Connecticut’s “quiet corner” is the setting for my newest release, The Ashford Place, a mystery romance adorned with small-town charm. The fictitious hamlet of Danville is both quaint and a little creepy, and its residents a mixture of urbane and rural. That’s the thing about Connecticut: it’s a bunch of different worlds stuffed into one tiny state. For instance, the juxtaposition of a general store in Abington, CT, that advertises “beer, bibles, bullets, and books” less than an hour’s drive from the State Capitol where the legislature had voted to legalize gay marriage instead of waiting to be sued for it, helps give perspective on how small yet varied the state actually is. To me, Connecticut is home. Born and raised here, I’ve never had the desire to leave for more than the span of a vacation. The rich history, its location (we’re in the middle of everything), and the fact that it is, arguably, the bluest of the blue states make it not only a desirable place for a lesbian author to live, but a great locale for her to set a novel.
I’m a US history nerd, especially the history that details a person’s (or an army’s) quest to do the right thing. One of my favorite Connecticut day trips was to the Prudence Crandall Museum in Canterbury. Ms. Crandall was a schoolteacher, suffragist, and African American rights activist who had the audacity in the 1830s to open a school for African American girls after the parents of her white students complained about her allowing a black girl into her classroom. She was met with immediate and violent resistance to her plan but initially refused to let that thwart her mission to educate young girls of color. Sadly, she was eventually forced to shut down the school for the safety of the children, after several firebombings. Talk about an intelligent, empowered female protagonist.
Connecticut is also a logistic dream come true, especially for cranky car travelers like yours truly. No matter what you’re in the mood for, you can find it here with little more effort required than hopping in your car and clicking the “near me” option in your Google search—unless, of course, your whim is an Arctic expedition or an African safari. For those, you’ll have to dig out your passport. But you can ski at a mountain resort and an hour later sip wine at a restaurant overlooking Long Island Sound. You can enjoy the fast-paced, big-city excitement of Boston or NYC, or Vegas-level gambling, and within an hour or two be home nesting in your calm, quiet suburban enclave. This aspect also makes it a dream for said writer, who hates car travel, to do in-person research on setting.
Now I’m starting to sound like a braggart, but I don’t care. Connecticut also has one of the most educated, progressive-thinking populations in the nation. We bleed so blue here that we even elected a new democratic governor, even though the last one was an economic train wreck who decimated everyone’s immediate hopes for a comfortable retirement. On the upside, all this “blue blood” makes it a safe, fair place to live for minority groups such as the LGBTQ community, who continue to experience some rather cringeworthy and downright dreadful instances of violence and economic and social oppression in other states.

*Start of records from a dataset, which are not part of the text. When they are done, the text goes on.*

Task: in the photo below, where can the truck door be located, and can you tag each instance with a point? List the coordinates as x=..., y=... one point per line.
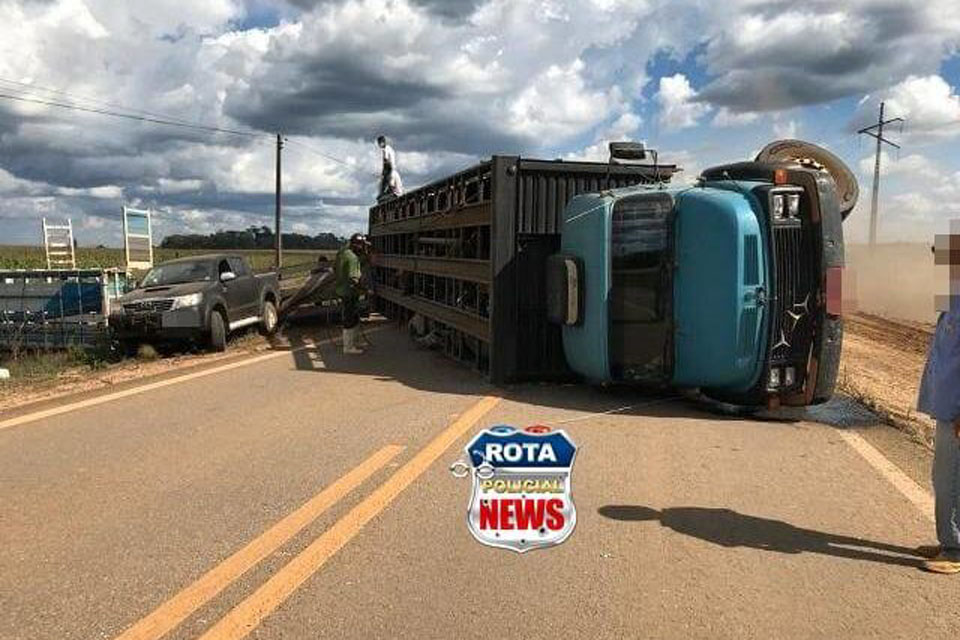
x=719, y=291
x=246, y=284
x=232, y=292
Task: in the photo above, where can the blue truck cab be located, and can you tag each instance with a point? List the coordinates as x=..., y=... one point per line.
x=730, y=286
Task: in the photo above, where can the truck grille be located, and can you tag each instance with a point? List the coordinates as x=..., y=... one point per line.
x=149, y=306
x=794, y=299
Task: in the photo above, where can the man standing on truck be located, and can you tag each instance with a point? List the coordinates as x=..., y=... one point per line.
x=940, y=398
x=348, y=288
x=390, y=183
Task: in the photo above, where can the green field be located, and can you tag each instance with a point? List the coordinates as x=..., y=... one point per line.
x=25, y=257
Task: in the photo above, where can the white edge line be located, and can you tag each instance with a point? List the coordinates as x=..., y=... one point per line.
x=913, y=492
x=117, y=395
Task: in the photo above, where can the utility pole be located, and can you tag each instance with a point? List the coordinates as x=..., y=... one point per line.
x=878, y=134
x=277, y=230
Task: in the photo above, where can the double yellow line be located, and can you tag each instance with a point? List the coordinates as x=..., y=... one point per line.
x=247, y=615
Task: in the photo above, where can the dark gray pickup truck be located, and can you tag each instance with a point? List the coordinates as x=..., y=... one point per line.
x=199, y=299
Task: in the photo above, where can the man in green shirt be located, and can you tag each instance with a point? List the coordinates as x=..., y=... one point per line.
x=348, y=288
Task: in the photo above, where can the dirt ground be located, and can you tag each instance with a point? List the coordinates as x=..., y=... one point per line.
x=77, y=379
x=881, y=367
x=882, y=364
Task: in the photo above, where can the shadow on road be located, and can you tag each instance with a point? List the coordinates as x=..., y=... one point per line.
x=728, y=528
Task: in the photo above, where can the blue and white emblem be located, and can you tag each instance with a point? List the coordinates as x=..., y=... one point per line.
x=521, y=497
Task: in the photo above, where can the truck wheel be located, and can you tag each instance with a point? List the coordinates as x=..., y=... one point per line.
x=268, y=322
x=218, y=332
x=129, y=347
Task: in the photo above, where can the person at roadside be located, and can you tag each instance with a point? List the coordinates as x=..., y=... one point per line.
x=348, y=288
x=940, y=398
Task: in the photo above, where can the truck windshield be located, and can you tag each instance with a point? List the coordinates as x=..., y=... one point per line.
x=641, y=285
x=177, y=272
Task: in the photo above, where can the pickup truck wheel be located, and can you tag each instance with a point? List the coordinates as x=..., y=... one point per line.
x=268, y=322
x=217, y=339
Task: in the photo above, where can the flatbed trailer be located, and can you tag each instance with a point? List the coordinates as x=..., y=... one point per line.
x=468, y=254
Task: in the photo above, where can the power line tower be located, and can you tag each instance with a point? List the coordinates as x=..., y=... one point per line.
x=876, y=131
x=278, y=248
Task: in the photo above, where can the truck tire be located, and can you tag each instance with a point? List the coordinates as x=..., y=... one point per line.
x=268, y=318
x=217, y=339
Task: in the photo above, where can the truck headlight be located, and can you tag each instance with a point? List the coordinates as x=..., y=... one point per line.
x=789, y=376
x=778, y=207
x=190, y=300
x=793, y=205
x=774, y=381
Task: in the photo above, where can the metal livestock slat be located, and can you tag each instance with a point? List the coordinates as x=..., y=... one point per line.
x=517, y=206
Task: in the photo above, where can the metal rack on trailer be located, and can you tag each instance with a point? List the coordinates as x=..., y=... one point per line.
x=468, y=254
x=57, y=308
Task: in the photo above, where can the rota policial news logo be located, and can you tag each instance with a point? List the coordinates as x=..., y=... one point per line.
x=521, y=496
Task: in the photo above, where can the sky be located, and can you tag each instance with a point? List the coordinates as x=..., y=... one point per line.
x=451, y=82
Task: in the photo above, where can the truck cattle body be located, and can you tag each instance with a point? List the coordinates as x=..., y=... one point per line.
x=731, y=286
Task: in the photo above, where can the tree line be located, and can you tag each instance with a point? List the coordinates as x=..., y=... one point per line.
x=250, y=238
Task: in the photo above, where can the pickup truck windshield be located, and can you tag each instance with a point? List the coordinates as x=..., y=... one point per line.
x=178, y=272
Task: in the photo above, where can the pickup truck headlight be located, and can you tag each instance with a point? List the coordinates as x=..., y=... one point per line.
x=191, y=300
x=773, y=382
x=793, y=205
x=779, y=207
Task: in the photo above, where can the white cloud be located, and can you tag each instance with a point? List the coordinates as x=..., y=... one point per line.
x=783, y=130
x=930, y=106
x=558, y=102
x=727, y=118
x=677, y=108
x=625, y=127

It’s a dismal commentary on this great country when an American citizen has to choose between either paying a reasonable tax rate or being treated fairly, and with dignity and respect. Taxation notwithstanding, I’ll forever be proud that Connecticut was the first in all of the United States to legalize same-sex marriage through the legislative process and not the court system. Most of our citizens believe that equality is not something that must be fought for. It’s something that must be given, without prejudice or preference.
I like to write smart, strong female characters living empowered lives who also like to let loose and bend an elbow on occasion. With all that’s still left to explore, I have a feeling Connecticut will continue being the setting for my characters and my real life.